Two SCAR markers obtained in the present study were predicted to be located in mitochondrion genome. Similar result was observed by Wang et al. (2018). Interestingly, we have analyzed available sequences amplified from banana Foc1 or Foc4 resistant linked markers in previous studies (Wang et al. 2012; Cunha et al. 2015) and found that two out of three were also present in mitochondrion genome. These findings indicated that mitochondrion DNA plays a crucial role in in banana resistance to Foc. Molecular markers linked to several aspects, including disease resistance, have been successfully generated from mitochondrial DNA (mtDNA) of some other plants (Ding et al. 2021; Murali et al. 2021) and many evidences have already demonstrated that mitochondrial proteins contributed to plant resistance/tolerance to biotic and abiotic stresses (Robles et al. 2018; Kim et al. 2021; Qiu et al. 2021; Meng et al. 2022).

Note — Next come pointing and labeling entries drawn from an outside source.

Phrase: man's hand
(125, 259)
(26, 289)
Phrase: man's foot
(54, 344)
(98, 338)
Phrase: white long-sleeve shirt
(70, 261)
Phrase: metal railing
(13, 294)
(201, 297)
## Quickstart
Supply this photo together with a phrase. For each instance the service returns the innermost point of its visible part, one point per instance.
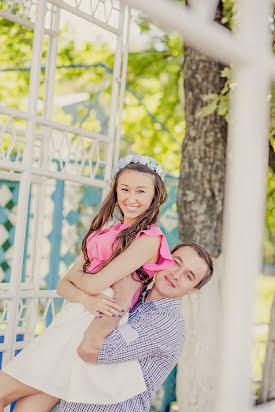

In the present study, the two SCAR markers developed do not exhibit any annotated functional genes in adjacent regions (upstream 100 kb and downstream 100 kb). This is, at least partially, due to the fact that no complete banana mitochondrial chromosome data is currently available. More transcriptome data might be helpful in verifying the direct association of this marker with coding genes. Another alternative explanation is that the locus of marker SC4-F/SC4-R functions in cis. For better understanding the functions of mitochondrial proteins, further work should be focused on assembly and analysis of the complete mitochondrial genome sequences of banana cultivars either resistant or susceptible to Foc4. We believe that Pacbio hifi-sequencing will play a crucial role in resolving this problem in the near future.

Conclusions

In the present study, two reliable SCAR markers (SC4-F/SC4-R and SC14-F/SC14-R) were developed from SRAP markers successfully using 30 cultivars/mutants showing varying resistance to Foc. In addition, we have combined the use of them to screen potential resistant banana germplasm and have got highly consistent results. This method could screen large amount of mutants or any other newly obtained germplasm rapidly and at low cost. We are sure the combination application of these two SCAR markers could further improve the reliability and reproducibility of identification, and finally greatly speed up banana breeding against Foc4.